Honoring heroes of the past is a good and grand thing, and is an indispensable help to maintaining high standards in the present. But a nostalgic or sentimental regard for the past is more likely to dispirit and weaken us. For instance, Saving Private Ryan is an inspiring movie to those of us who watch it with the kind of wonderment with which children study their hard-working and loving parents. But its director, Steven Spielberg, has been quoted as saying that for him, the movie is a nostalgic tribute to past heroism that he knows he (and presumably we) could never emulate.
George Will has criticized Yale classicist Donald Kagan and other "baseball romantics" who take the view that baseball's "golden age" is past, and that the heroic likes of DiMaggio are unlikely to be seen again. Will has pointed to then-Dodger pitcher Orel Hershiser's 59 scoreless innings in 1988 and would likely point to Mark McGwire's 70-home run season in 1998 to suggest that such nostalgia is misguided.

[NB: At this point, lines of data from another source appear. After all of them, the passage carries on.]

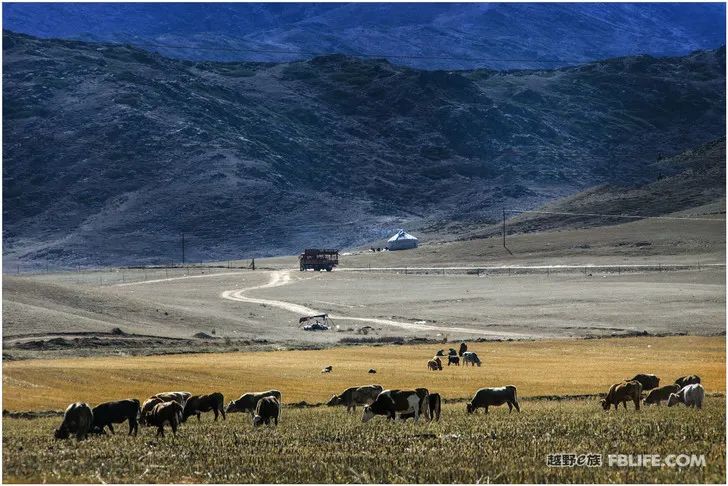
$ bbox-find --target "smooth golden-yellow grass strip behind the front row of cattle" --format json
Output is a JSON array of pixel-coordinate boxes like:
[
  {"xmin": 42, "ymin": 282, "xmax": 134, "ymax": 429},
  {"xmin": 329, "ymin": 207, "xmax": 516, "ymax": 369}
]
[{"xmin": 3, "ymin": 336, "xmax": 726, "ymax": 410}]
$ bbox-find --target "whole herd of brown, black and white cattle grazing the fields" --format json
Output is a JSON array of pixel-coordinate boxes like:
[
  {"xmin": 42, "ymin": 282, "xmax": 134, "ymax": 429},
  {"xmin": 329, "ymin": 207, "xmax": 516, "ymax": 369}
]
[{"xmin": 55, "ymin": 343, "xmax": 705, "ymax": 440}]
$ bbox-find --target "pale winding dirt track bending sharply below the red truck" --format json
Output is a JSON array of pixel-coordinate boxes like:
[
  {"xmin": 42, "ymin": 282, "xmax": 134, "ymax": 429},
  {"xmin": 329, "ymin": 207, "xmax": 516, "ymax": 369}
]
[{"xmin": 221, "ymin": 270, "xmax": 529, "ymax": 338}]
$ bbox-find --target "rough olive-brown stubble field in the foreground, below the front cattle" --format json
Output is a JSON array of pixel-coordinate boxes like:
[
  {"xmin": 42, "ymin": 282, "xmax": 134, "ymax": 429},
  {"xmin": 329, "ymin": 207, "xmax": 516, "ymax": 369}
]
[{"xmin": 2, "ymin": 397, "xmax": 725, "ymax": 484}]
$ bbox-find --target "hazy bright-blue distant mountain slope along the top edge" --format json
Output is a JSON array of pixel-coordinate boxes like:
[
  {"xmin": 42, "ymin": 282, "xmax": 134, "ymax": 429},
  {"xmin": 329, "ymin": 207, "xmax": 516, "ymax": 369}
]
[{"xmin": 3, "ymin": 3, "xmax": 725, "ymax": 69}]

Will is correct. Baseball in 1999 affords the same possibility of excellence as in 1941, and today's ballplayers are as capable of achieving it as those of DiMaggio's generation. The same is true of America, and of our potential as citizens. It is in this spirit that we should mark the passing of Joltin' Joe DiMaggio, and should pay our respects to his generation not with wistful sentimentality, but with awe and admiration for these men who were the glory of their times.